Integrating Machine Learning Models for Regional Sea Level Monitoring: The Australian Coastal Experience


Creative Commons License

Erkoç M. H.

EGU General Assembly 2025, Vienna, Avusturya, 27 Nisan - 02 Mayıs 2025, ss.1, (Özet Bildiri)

  • Yayın Türü: Bildiri / Özet Bildiri
  • Doi Numarası: 10.5194/egusphere-egu25-11469
  • Basıldığı Şehir: Vienna
  • Basıldığı Ülke: Avusturya
  • Sayfa Sayıları: ss.1
  • Yıldız Teknik Üniversitesi Adresli: Evet

Özet

This research uses hybrid machine learning technique to show the regional trends of sea level change along the Australian coastline. The study uses a combination of machine learning algorithms to capture regional heterogeneity in sea level changes by combining data from 43 tidal gauge stations and grid satellite altimetry solutions covering the years 1993–2023. A robust regional evaluation is provided by the hybrid modeling framework, which combines spatial interpolation approaches with algorithms such as Random Forest (RF), Decision Tree (DT), Support Vector Machines (SVM), and Gaussian Process Regression (GPR).

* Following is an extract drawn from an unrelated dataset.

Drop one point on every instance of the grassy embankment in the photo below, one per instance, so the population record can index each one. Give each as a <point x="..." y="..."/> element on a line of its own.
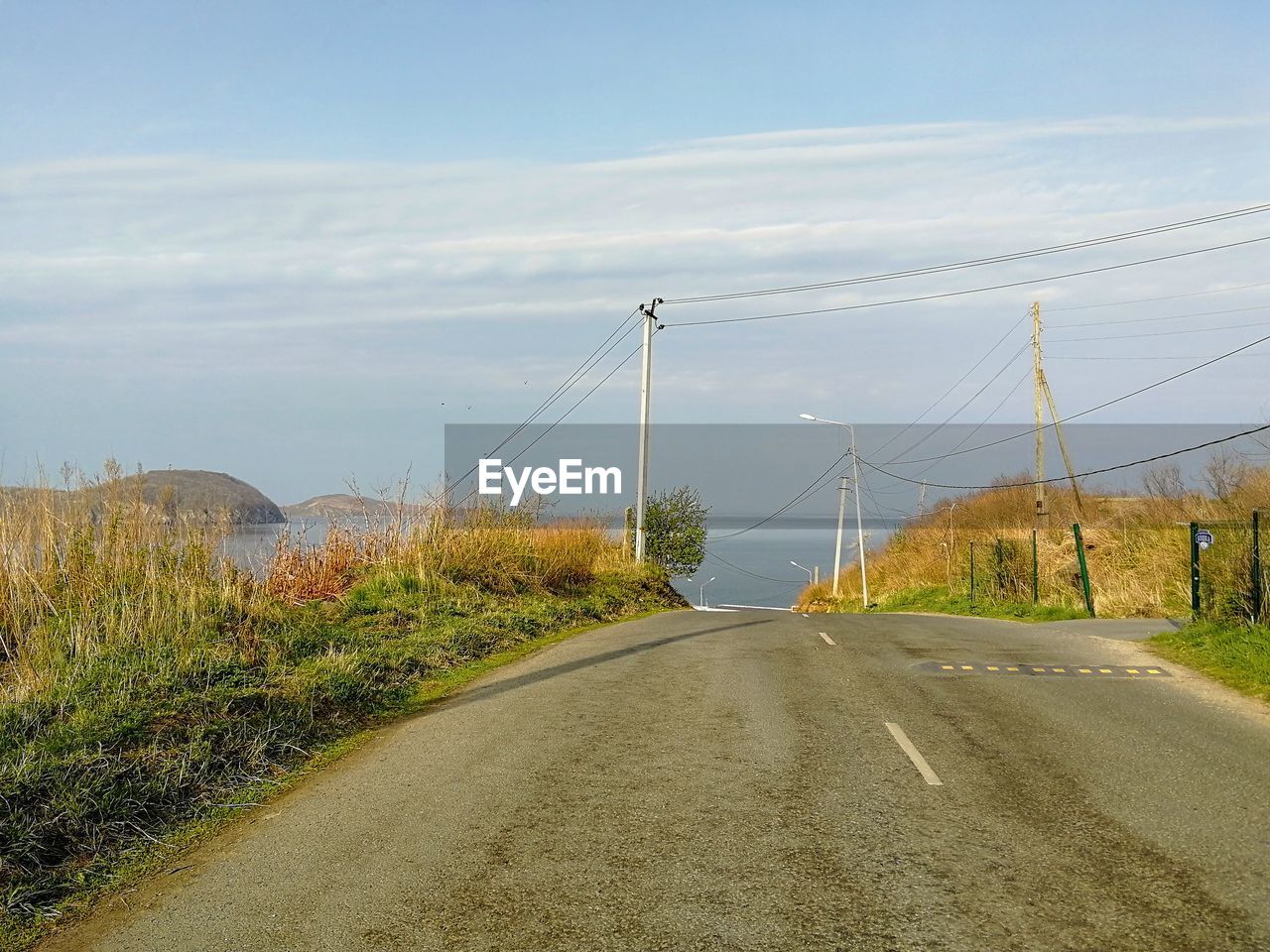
<point x="148" y="689"/>
<point x="1138" y="553"/>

The results show that the hybrid approach is able to effectively capture both temporal trends and spatial patterns in sea level variations, especially when DT is combined with spatial analysis. Regional variations in sea level trends were identified, and the northern regions exhibit slightly different patterns compared to the southern coastal areas. The model explained up to 76% of the variance in the tide gauge data while giving very accurate predictions of regional trends with average rates of 3.55-4.06 mm/year for tide gauge data and 3.13-3.99 mm/year for satellite altimetry data.

A new regional classification is proposed, which is based on the patterns of sea level behavior and delineates well-defined coastal zones characterized by similar features of the trend. This is a very useful regional categorization for local coastal management strategies and also pinpoints areas that need special attention in climate adaptation planning. These results clearly show the importance of regional variation in sea level trends and hybrid machine learning methods for efficient monitoring of coastal environments.